Так что Илья, спустя некоторое время, засунув руку под холодную воду из под крана, мог быть удовлетворен тем, что его лицо в зеркале тоже истекало кровью, так что не всё так печально, и нечего было, мотая отбитой рукой, добавлять к сказанному: «Ой, падла!».

Илья, взглянул на своё изображение в зеркале, вдруг там же видит, как открывается дверь кабинки туалета, и оттуда, улыбаясь, выходит Модест, который подходит к соседнему крану и, глядя в зеркальное отражение Ильи и, намывая свои руки, говорит.

— А я уж думал — никогда отсюда не выйду, — подмигнул Модест Илье, который только сейчас сменил своё застывшее от удивления выражение лица на проблеск надежды.

— А что случилось-то, раз ты так себя не жалеешь, а в особенности — инвентарное имущество? — произнёс Модест, затем достал бумажное полотенце и, как ни в чем не бывало, принялся вытирать кровь на зеркале.

На что Илья, почему-то, ничего не предпринимая, взирал с каким-то отстранением.

— Ну, так что? — вытерев зеркало и, выбросив полотенце, спросил уставившийся на Илью Модест.

А Илья, как заговорённый на молчание, ничего не говорит и, достав из кармана записку, протягивает её тому.

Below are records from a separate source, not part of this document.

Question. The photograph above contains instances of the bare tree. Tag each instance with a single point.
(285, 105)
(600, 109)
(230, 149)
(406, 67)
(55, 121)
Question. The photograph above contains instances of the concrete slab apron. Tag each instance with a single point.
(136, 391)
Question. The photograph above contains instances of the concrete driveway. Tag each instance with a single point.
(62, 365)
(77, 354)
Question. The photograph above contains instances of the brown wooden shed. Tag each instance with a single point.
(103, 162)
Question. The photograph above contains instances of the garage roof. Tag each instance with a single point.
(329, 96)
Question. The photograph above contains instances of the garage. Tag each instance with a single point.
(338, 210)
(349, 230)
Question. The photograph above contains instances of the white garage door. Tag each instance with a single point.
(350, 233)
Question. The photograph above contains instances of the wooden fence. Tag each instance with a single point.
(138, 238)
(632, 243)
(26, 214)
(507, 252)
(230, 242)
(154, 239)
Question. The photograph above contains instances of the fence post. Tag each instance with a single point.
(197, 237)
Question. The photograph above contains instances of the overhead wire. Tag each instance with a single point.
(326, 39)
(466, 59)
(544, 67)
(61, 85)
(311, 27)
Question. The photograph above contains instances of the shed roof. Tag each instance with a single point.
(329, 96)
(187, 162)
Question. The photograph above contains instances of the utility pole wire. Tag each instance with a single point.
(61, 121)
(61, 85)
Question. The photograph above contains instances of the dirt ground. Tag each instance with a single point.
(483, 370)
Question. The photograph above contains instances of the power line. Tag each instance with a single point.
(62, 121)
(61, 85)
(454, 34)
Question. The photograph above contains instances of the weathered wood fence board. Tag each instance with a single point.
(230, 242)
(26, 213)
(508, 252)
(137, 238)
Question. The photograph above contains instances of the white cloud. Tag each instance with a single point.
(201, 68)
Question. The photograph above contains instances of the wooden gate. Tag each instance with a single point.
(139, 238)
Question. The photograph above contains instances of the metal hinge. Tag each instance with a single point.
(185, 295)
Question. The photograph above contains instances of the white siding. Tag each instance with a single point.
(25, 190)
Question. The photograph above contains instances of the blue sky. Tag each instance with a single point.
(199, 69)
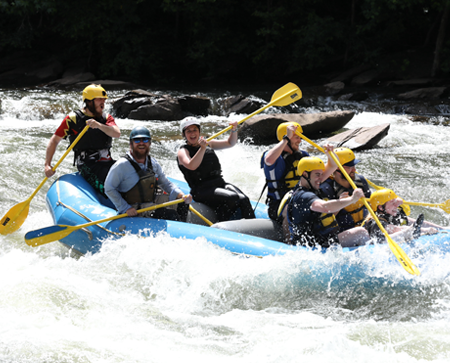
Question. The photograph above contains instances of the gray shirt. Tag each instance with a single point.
(122, 177)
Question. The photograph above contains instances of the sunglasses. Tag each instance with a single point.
(145, 140)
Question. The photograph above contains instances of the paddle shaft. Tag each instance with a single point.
(69, 149)
(15, 217)
(197, 213)
(162, 205)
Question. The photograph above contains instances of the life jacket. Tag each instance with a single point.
(144, 190)
(92, 141)
(322, 225)
(280, 181)
(357, 210)
(208, 170)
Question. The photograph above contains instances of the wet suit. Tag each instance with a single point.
(208, 187)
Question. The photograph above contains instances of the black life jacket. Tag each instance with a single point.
(357, 210)
(289, 179)
(208, 170)
(323, 225)
(144, 190)
(93, 140)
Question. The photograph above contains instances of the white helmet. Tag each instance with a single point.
(188, 121)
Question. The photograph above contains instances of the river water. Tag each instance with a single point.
(164, 300)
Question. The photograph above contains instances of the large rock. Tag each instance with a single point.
(361, 138)
(163, 109)
(262, 129)
(430, 92)
(142, 105)
(28, 71)
(240, 104)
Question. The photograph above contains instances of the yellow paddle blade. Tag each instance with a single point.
(54, 233)
(198, 214)
(444, 206)
(14, 218)
(286, 95)
(48, 234)
(401, 256)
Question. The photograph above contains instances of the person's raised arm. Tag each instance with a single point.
(331, 166)
(194, 162)
(230, 142)
(51, 148)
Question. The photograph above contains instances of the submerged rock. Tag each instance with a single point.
(262, 129)
(360, 138)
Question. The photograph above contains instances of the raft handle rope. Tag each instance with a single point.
(89, 233)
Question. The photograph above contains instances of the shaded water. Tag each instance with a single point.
(162, 299)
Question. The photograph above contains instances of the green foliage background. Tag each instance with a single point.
(189, 40)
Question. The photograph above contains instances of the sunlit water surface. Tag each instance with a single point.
(164, 300)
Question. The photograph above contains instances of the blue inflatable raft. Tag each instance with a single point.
(73, 202)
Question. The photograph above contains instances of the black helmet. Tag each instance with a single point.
(139, 131)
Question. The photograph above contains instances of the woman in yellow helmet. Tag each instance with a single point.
(354, 214)
(92, 152)
(386, 205)
(311, 218)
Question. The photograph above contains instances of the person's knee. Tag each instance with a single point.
(356, 236)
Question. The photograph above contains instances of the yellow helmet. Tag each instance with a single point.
(94, 91)
(381, 197)
(282, 129)
(346, 156)
(309, 163)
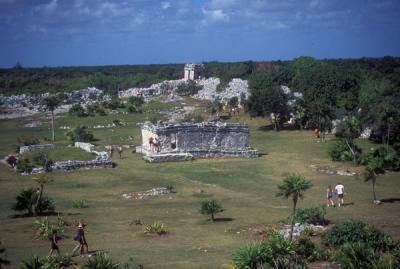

Модесту же ничего другого не остается делать, и он, принимая правила игры, погружается в секундное изучение содержимого записки, затем поднимает свои глаза на Илью, ожидающего реакции того, и говорит:

— Что сказать… Грамотей писал.

— И я о том же, — наконец-то, разговляется Илья, правда, его утверждение о чём-то том же, не совсем ясно для окружающих, но Модест не придаёт большого значения его словам и спрашивает:

— И что собираешься делать?

Да уж… Странны эти случайные люди, оказавшиеся у тебя на пути в моменты неизвестности, требующих от тебя принятия судьбоносных решений, а от них пойди — дождись хоть какой-нибудь помощи. Тогда, какого ляда стоило их посвящать в свои неизвестности, в которые для посторонних вход только в случаях крайней необходимости бывает открыт?

Так что Илья как нельзя предсказуем со своим:

— Не знаю.

Но и Модест не блещет разнообразием, предлагая ему:

— Позвони.

(Ну, спасибо, что открыл то немыслимое, до чего Илья никак додуматься не мог).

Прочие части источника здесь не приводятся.